In 1946, Greenhouse made his Town Hall debut and began studying with Pablo Casals. He was also the cellist for the Bach Aria Group from 1949 until the 1970s.
In a 1952 review, Harold C. Schonberg wrote in The New York Times that “Greenhouse achieved his usual norm of ’cello playing last night in Town Hall. Which is to say that his performances were unanimously well thought out, his technique equal to all demands, his musical taste well-nigh perfect.”
In 1955, Greenhouse joined with violinist Daniel Guilet and pianist Menahem Pressler to form the Beaux Arts Trio. In Guilet’s obituary in The New York Times, Greenhouse was quoted as having said, “When [Guilet] brought us together, it was to play some Mozart, just to make music and have some fun. He didn’t say anything about forming a trio, but I think he had it in the back of his mind. We got along together well, and that’s how it started.”
Originally the group’s goal was mostly to make recordings, but within months of its formation, the trio had made its debut at Tanglewood and was soon performing around the world. Philips recorded several hundred albums with the Beaux Arts Trio during Greenhouse’s 32-year tenure with the ensemble.

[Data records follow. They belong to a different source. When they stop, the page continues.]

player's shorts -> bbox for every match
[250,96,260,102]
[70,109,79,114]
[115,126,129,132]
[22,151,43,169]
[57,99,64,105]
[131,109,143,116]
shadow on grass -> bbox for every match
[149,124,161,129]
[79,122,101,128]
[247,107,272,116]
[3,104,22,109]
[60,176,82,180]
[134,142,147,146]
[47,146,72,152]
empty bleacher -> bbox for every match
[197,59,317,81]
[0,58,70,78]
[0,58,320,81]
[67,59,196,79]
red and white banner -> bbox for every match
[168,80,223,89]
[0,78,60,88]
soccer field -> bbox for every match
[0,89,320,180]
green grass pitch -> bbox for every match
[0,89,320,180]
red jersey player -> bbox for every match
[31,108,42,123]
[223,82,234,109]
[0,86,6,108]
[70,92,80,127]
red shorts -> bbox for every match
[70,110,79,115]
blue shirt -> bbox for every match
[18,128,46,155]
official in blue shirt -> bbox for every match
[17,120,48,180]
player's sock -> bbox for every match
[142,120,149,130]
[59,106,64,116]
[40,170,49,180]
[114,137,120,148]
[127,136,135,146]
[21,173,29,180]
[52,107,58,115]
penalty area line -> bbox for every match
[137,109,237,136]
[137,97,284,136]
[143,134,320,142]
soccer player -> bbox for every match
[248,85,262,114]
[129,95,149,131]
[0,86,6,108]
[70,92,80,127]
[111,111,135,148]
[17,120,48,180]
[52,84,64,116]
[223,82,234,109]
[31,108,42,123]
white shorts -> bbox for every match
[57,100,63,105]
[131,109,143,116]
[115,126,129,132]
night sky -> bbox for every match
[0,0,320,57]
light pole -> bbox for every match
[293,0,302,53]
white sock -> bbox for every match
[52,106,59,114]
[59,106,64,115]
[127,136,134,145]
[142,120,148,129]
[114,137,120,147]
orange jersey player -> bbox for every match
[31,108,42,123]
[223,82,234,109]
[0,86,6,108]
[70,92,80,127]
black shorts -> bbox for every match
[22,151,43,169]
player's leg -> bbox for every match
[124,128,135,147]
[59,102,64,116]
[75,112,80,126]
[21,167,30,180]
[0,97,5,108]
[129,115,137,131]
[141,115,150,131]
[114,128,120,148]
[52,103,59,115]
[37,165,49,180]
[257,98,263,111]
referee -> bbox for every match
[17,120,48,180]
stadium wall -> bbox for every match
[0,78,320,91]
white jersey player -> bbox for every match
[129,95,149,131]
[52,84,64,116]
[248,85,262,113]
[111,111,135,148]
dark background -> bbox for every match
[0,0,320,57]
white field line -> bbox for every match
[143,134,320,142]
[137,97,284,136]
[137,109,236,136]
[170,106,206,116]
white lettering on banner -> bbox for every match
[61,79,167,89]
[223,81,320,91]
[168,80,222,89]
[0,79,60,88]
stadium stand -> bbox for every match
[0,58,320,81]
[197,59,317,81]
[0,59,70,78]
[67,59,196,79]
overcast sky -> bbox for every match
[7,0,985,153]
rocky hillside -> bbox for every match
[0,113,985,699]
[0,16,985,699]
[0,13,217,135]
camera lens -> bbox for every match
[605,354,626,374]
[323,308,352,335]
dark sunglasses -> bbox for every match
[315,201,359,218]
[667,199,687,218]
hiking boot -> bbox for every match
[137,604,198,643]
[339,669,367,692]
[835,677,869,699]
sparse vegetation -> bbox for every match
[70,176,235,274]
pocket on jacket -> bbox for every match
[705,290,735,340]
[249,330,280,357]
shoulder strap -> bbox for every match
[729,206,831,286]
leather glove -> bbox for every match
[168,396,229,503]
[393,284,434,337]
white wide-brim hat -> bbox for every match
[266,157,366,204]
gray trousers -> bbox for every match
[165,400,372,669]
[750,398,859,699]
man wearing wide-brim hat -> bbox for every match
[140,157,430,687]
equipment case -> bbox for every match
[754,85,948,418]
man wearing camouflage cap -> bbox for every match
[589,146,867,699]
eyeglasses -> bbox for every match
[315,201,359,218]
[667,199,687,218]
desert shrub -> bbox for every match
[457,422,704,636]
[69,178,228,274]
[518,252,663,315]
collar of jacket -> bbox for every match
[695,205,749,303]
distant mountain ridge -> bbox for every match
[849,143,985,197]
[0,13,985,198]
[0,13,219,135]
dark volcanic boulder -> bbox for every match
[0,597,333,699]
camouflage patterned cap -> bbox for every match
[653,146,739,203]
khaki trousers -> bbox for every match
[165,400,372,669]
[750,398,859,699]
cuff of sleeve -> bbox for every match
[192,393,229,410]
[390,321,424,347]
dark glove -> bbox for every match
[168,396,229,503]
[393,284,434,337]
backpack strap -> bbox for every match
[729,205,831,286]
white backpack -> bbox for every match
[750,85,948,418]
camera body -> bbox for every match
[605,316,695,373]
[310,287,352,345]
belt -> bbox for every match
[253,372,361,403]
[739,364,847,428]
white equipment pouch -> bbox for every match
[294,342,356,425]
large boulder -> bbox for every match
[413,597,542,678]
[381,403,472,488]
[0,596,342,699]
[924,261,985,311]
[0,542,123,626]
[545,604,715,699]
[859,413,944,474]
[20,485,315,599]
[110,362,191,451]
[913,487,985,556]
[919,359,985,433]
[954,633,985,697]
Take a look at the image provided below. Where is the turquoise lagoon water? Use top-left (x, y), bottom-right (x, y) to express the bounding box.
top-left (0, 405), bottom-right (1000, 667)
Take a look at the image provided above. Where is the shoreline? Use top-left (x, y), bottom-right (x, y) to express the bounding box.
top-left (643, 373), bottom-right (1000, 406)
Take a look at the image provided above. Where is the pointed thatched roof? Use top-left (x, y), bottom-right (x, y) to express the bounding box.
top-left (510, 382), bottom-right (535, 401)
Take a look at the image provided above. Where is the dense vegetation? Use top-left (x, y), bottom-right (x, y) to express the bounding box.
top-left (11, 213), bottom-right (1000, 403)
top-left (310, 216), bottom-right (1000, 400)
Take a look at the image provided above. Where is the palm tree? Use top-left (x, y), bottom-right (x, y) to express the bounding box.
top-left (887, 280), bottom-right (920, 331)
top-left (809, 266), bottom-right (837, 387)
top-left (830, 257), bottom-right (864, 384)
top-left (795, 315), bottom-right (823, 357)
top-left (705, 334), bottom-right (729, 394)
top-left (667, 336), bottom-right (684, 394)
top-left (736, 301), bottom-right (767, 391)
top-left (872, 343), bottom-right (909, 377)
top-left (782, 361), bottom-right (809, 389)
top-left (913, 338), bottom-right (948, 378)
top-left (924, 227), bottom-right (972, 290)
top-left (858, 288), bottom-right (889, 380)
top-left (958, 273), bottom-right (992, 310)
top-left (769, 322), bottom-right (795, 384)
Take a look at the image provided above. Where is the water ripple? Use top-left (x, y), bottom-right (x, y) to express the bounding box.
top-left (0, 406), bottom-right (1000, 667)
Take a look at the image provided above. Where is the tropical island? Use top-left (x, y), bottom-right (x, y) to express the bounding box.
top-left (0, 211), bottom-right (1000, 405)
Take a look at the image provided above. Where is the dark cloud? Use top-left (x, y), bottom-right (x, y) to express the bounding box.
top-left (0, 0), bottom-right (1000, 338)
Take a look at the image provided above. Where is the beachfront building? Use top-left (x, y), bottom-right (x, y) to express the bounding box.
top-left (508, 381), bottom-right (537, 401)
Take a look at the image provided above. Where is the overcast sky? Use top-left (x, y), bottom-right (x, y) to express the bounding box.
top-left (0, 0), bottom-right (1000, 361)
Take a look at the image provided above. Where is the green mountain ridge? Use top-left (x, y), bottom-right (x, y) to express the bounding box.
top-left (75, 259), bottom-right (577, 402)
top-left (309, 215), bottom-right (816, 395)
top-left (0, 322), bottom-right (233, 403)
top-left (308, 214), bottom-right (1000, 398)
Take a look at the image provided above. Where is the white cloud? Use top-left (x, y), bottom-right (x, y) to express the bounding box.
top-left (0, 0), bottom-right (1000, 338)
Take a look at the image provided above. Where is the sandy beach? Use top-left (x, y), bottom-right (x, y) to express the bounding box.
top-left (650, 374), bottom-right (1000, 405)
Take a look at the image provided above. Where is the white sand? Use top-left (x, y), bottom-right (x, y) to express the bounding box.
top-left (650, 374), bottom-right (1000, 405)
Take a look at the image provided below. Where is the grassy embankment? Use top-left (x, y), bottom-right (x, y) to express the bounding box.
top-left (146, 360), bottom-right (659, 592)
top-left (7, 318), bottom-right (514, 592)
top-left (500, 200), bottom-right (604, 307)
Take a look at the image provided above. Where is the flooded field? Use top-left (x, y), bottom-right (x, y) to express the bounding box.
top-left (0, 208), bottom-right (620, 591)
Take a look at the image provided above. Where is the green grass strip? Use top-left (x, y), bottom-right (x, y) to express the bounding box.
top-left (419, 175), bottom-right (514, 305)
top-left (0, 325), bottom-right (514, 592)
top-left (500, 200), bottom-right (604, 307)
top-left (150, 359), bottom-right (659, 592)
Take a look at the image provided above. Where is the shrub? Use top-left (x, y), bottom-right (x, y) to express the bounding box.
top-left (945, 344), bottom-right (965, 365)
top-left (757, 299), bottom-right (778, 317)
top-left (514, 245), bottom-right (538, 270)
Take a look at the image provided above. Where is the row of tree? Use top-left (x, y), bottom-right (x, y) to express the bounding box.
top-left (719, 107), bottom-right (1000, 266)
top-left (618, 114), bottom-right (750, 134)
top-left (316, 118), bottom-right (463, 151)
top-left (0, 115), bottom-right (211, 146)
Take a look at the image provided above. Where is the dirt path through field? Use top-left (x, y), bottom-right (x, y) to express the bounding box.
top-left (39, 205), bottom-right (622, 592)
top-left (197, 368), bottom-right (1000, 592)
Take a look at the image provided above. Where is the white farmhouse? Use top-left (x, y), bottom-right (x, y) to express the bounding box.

Among the most acclaimed were Haydn’s complete piano trios, which were recorded in the 1970s and which won Gramophone’s Record of the Year award in 1979, and its Dvorak “Dumky” Trio, which was awarded the 1964 Grand Prix du Disque.
In 1987, when Greenhouse was retiring from the Beaux Arts, Allan Kozinn wrote in The Times that the ensemble was “the only piano trio generally regarded as being on the same plane of interpretive achievement as the world’s best string quartets.”
After leaving the ensemble, Greenhouse continued teaching and playing until he was in his 90s. In addition to Juilliard, he also taught at the Manhattan School of Music, Indiana University in Bloomington, Hartt School of Music, Rutgers University, SUNY Stony Brook, and the New England Conservatory of Music. He is survived by two daughters, Elena Delbanco and Nancy Carter-Menendez, three grandchildren, and five great-grandchildren. His wife, the former Aurora de la Luz Fernandez y Menendez, died in 2006.
In 2008, in a profile on National Public Radio’s All Things Considered, Greenhouse said, “I’m considered the old man of the cello right now. I don’t know of any [other] cellists over the age of 90 who are still performing. I fight against the closure of my ability, and I’m not going to let it happen.”